Al shook his head as he looked at the handlink for a moment. “Nothing about that, but you’re probably right.  So what are you going to do about it?”

Sam didn’t hesitate as he said, “I’m going to cramp Marvin’s plans.”

“How?” Al asked.

Sam shot him a determined look but remained quiet as Rio left the parking lot, turning left onto the road.

        Thirty minutes later, and amid a three-way non-stop conversation going on amongst the three younger Millikin sisters they’d picked up at the junior high school, Sam had come to a conclusion about sisters... he was glad he had only one!  Glancing over at Rio as he turned the Caravan off the road into a lane leading up to a large two-story farm house painted some shade of a pale yellow that sat back from the road about a quarter of a mile, he wondered how the boy managed to deal so calmly while coping with so many female siblings.

        From the back, Al, as if reading Sam’s mind, said loudly enough to be heard over the three girls, “Speaking as a man in a similar situation -a house full of females -, you learn to deal with it.”  But his comment was lost on Sam as he gazed out at the landscape surrounding and leading up to the house.

        “It’s a farm,” Sam murmured, feeling a sense of kinship with his temporary family as he scanned the fenced areas on either side of the lane.  “Where are the animals?” he couldn’t help wondering aloud.

        Rio snorted.  “In the backseat,” he said, grinning at his sister.  “Or haven’t you noticed the din?”

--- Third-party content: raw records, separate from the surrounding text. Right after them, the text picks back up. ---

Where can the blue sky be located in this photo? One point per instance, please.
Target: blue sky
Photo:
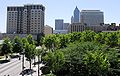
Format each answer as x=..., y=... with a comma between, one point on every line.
x=63, y=9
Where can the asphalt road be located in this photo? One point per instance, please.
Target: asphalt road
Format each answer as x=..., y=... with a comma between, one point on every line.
x=14, y=68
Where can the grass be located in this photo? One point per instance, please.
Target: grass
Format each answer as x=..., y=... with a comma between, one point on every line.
x=1, y=57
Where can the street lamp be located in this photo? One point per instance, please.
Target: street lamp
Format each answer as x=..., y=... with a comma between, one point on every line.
x=23, y=61
x=38, y=52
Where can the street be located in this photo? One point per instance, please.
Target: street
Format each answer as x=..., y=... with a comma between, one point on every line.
x=14, y=68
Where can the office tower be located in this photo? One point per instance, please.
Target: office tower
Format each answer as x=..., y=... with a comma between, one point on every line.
x=48, y=30
x=59, y=24
x=92, y=17
x=72, y=19
x=27, y=19
x=76, y=27
x=65, y=26
x=76, y=15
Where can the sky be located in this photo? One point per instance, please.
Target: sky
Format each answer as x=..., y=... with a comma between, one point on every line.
x=63, y=9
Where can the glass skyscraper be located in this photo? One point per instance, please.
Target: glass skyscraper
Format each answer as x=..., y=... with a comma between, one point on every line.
x=76, y=15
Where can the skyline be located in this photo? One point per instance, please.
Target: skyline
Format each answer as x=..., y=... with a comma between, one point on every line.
x=64, y=10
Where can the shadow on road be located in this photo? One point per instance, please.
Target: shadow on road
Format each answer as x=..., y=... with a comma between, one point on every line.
x=4, y=61
x=27, y=72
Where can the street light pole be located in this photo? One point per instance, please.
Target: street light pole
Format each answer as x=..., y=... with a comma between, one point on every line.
x=23, y=63
x=38, y=65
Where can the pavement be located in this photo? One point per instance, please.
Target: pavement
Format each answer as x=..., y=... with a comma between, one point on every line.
x=14, y=68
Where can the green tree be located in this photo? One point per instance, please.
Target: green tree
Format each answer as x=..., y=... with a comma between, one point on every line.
x=97, y=63
x=87, y=36
x=51, y=41
x=30, y=39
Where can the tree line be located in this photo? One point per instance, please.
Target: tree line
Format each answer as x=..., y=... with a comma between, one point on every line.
x=79, y=53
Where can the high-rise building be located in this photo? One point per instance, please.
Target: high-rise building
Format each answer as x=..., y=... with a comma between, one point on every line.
x=72, y=19
x=76, y=15
x=65, y=26
x=59, y=24
x=27, y=19
x=48, y=30
x=76, y=27
x=92, y=17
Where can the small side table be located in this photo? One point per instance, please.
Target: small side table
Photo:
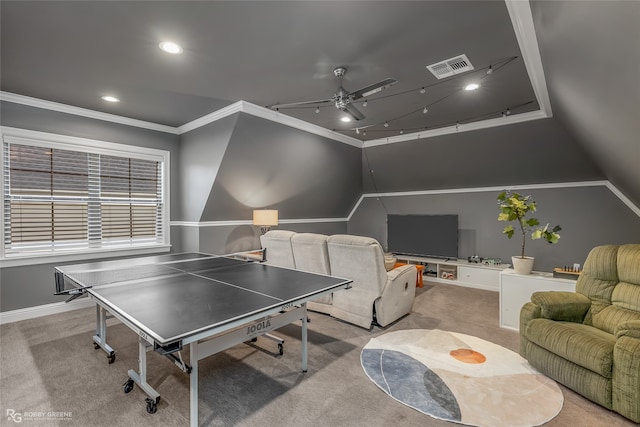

        “Oh, no,” Sam laughed.  “I meant, where are the cows?”

        Rio slid another look at his sister, a curious expression crossing his face as he guided the van into place near a shiny black Jeep Cherokee.  Turning off the ignition he started to say something to Tessa then paused long enough to look back over the seat and call out loudly to be heard over the chatter, “Patti! For cryin’ out loud…watch out with the door!  You put a ding in the paint on Dad’s Jeep and I wouldn’t wanna be you!”  He waited long enough to watch the younger girls get out, grabbing books and schoolbags and yammering non-stop as they headed for the house.  He jumped a little when the door was slammed shut.  Looking back toward the door, he saw Fee looking at him, sticking her tongue out before running away.

        “Hey! Save the hinges. They gotta last a while, you know? Close it right next time,” he yelled.  Seeing that Tessa was already out and getting her things, Rio caught her attention.  “Tess, you okay?”

        “I’m fine,” Sam said, settling the purse strap over his shoulder and then stepping back to close the door.  Instead of heading for the house immediately though, he made his way to the section of fence nearest him and stood gazing out at the snow blanketing the field, and for a moment he was a boy again on a winter afternoon on his father’s farm… just a few hundred miles from where he was standing.

        “Tessa?”

        “Yeah, Dad?” Sam murmured as he lingered in a memory that had slipped through one of the holes in his memory for a moment.  A strong bump on his shoulder brought him out of his reverie and he looked around to find Rio watching him.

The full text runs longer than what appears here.